The division was reactivated on 15 July 1947 at Fort Knox, Kentucky as a training formation. In 1955, the 3rd Armored Division was reorganized for combat and was shipped to Germany the next year. It replaced the 4th Infantry Division under a program called Operation Gyroscope. It was the first U.S. armored division to be stationed east of the Rhine in the Cold War. The division, headquartered at Frankfurt am Main, served in Cold War Germany for approximately 36 years, from May 1956 to July 1992, with the exception of time spent in Saudi Arabia and Iraq during the leadup to and fighting of the Gulf War. The three main combat forces headquarters for the 3rd AD were (1) Ayers Kaserne at Kirch-Goens and Schloss Kaserne at Butzbach (The forces at these Kasernes initially formed Combat Command "A" [CCA] of the 3rd Armored Division), (2) Coleman Kaserne at Gelnhausen (CCB/2d Brigade); and (3) Ray Barracks at Friedberg (CCC/3rd Brigade).
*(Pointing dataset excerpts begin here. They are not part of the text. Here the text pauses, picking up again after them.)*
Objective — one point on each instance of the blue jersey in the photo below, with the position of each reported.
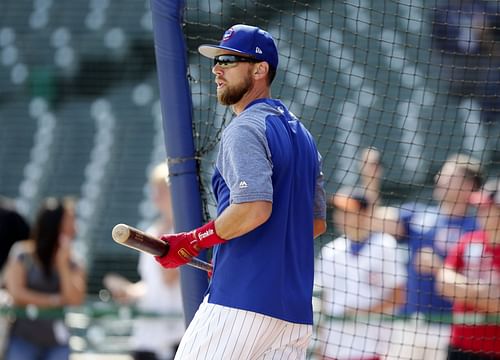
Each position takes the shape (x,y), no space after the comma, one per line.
(426,227)
(266,154)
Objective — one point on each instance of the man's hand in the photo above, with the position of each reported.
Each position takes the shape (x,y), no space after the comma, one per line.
(182,249)
(184,246)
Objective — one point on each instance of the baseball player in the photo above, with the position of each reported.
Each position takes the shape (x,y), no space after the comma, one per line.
(359,274)
(271,204)
(471,278)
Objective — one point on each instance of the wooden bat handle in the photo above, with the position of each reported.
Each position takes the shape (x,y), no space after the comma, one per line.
(129,236)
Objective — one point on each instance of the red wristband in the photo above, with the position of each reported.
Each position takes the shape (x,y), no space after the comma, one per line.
(206,236)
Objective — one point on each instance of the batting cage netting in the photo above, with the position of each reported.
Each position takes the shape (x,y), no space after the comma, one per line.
(402,98)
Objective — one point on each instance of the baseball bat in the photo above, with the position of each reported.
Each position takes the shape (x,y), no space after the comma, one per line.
(131,237)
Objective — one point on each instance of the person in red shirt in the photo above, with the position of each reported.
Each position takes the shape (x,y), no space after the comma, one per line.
(471,278)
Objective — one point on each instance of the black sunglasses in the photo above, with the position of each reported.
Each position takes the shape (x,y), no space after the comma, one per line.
(232,60)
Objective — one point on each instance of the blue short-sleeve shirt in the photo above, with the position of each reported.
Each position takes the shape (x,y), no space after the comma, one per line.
(266,154)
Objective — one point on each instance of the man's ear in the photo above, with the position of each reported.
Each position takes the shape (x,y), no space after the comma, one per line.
(261,70)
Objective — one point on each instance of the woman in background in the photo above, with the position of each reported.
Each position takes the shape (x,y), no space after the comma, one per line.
(43,273)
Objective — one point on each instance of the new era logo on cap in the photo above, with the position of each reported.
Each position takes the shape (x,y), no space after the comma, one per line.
(245,40)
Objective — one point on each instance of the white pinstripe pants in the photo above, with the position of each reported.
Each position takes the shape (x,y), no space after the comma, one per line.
(222,333)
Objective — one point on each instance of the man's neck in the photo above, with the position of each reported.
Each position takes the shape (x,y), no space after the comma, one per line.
(254,94)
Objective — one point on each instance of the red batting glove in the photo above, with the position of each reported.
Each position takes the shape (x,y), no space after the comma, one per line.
(184,246)
(182,249)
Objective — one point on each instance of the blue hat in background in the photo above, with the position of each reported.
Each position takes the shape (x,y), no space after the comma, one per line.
(245,40)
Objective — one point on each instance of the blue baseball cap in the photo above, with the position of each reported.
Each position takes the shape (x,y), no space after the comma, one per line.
(245,40)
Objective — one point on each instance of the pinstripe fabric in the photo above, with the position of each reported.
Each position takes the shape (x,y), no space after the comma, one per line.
(218,332)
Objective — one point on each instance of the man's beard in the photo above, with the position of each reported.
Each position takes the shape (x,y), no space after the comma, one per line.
(232,95)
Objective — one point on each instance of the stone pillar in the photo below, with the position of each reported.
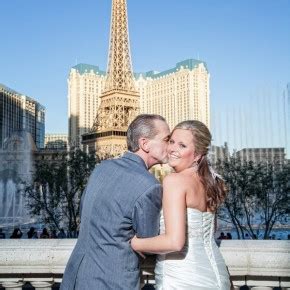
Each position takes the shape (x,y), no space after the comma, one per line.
(41,285)
(10,285)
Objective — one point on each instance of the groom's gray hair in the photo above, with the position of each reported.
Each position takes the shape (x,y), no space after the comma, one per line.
(142,126)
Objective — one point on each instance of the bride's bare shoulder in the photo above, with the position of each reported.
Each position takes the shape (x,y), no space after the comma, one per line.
(174,179)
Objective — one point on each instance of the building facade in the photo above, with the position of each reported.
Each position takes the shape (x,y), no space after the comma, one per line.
(19,112)
(177,94)
(85,84)
(262,155)
(56,141)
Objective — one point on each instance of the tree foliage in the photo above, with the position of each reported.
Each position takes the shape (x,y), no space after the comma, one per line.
(258,196)
(56,190)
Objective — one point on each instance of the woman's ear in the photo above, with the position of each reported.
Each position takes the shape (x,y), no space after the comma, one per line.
(143,144)
(197,157)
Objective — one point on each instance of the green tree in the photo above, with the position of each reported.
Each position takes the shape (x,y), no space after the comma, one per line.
(55,193)
(258,196)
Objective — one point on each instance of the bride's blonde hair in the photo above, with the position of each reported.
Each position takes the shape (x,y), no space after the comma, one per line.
(213,184)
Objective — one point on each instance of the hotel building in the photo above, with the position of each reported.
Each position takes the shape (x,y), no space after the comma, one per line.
(177,94)
(20,113)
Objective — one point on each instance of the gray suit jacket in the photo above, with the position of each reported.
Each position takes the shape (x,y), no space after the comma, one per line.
(121,199)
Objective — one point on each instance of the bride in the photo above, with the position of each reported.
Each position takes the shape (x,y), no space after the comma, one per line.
(188,255)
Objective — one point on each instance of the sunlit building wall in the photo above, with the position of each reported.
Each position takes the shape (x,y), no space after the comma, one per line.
(21,113)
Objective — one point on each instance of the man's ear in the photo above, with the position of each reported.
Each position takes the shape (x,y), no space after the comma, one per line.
(143,144)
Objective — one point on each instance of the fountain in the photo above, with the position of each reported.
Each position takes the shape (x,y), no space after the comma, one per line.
(16,168)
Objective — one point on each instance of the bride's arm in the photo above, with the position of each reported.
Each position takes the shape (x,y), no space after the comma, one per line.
(174,211)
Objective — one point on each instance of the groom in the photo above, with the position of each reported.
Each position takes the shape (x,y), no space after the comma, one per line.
(121,199)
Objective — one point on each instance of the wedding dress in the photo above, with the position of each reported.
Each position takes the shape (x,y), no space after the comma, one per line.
(200,265)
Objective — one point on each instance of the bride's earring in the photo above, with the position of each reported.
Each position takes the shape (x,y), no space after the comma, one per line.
(195,166)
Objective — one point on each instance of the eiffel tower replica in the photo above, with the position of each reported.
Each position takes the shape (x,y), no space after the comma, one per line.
(120,102)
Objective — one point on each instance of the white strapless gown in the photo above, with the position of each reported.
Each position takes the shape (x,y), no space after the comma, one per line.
(200,265)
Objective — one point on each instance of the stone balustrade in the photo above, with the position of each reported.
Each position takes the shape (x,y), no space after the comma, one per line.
(258,264)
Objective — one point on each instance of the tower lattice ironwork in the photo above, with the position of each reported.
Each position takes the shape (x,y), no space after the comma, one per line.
(119,100)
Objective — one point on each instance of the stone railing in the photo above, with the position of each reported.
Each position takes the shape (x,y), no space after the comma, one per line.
(258,264)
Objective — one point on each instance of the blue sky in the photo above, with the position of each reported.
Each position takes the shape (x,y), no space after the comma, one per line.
(245,43)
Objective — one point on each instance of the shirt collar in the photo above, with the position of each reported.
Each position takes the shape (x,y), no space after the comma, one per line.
(134,157)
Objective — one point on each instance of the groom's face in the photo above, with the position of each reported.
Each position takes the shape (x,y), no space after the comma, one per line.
(158,144)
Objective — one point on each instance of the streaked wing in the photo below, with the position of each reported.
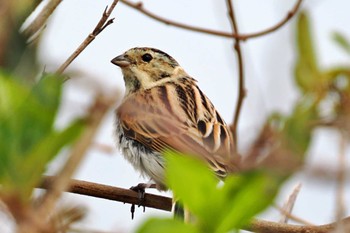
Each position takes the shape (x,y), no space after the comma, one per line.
(179,116)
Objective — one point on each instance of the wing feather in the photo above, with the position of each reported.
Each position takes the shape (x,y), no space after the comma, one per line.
(178,116)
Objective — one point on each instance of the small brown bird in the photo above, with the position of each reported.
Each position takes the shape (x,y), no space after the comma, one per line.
(163,108)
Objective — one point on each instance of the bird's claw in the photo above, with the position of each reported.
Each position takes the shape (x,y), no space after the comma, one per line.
(140,189)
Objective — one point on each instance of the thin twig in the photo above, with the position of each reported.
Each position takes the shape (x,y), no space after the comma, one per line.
(340,190)
(139,7)
(289,204)
(241,88)
(112,193)
(96,114)
(293,217)
(41,18)
(101,25)
(165,203)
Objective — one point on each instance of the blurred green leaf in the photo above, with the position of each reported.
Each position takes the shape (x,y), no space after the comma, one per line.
(342,42)
(299,126)
(186,173)
(28,139)
(218,208)
(166,225)
(246,195)
(307,74)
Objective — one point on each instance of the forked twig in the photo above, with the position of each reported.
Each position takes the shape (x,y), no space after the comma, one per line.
(241,88)
(41,18)
(139,7)
(101,25)
(165,203)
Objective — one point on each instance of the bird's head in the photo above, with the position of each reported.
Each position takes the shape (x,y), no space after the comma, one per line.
(144,68)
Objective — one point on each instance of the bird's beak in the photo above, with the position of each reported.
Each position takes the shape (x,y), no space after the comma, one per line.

The most famous soldier in the division during the 1950s was Elvis Presley, who was assigned to the 1st Medium Tank Battalion, 32d Armor, at Ray Barracks. After his time in service, Presley made a movie called G.I. Blues in which he portrays a 3rd Armored Division tank crewman with little field duty but with much opportunity for singing, particularly at Frankfurt. In real life Presley was promoted to sergeant near the end of his tour in Germany without the prospect of attending the 3d Armored Division Non Commissioned Officer Academy. In the movie he wears the insignia of a specialist five rather than sergeant's stripes.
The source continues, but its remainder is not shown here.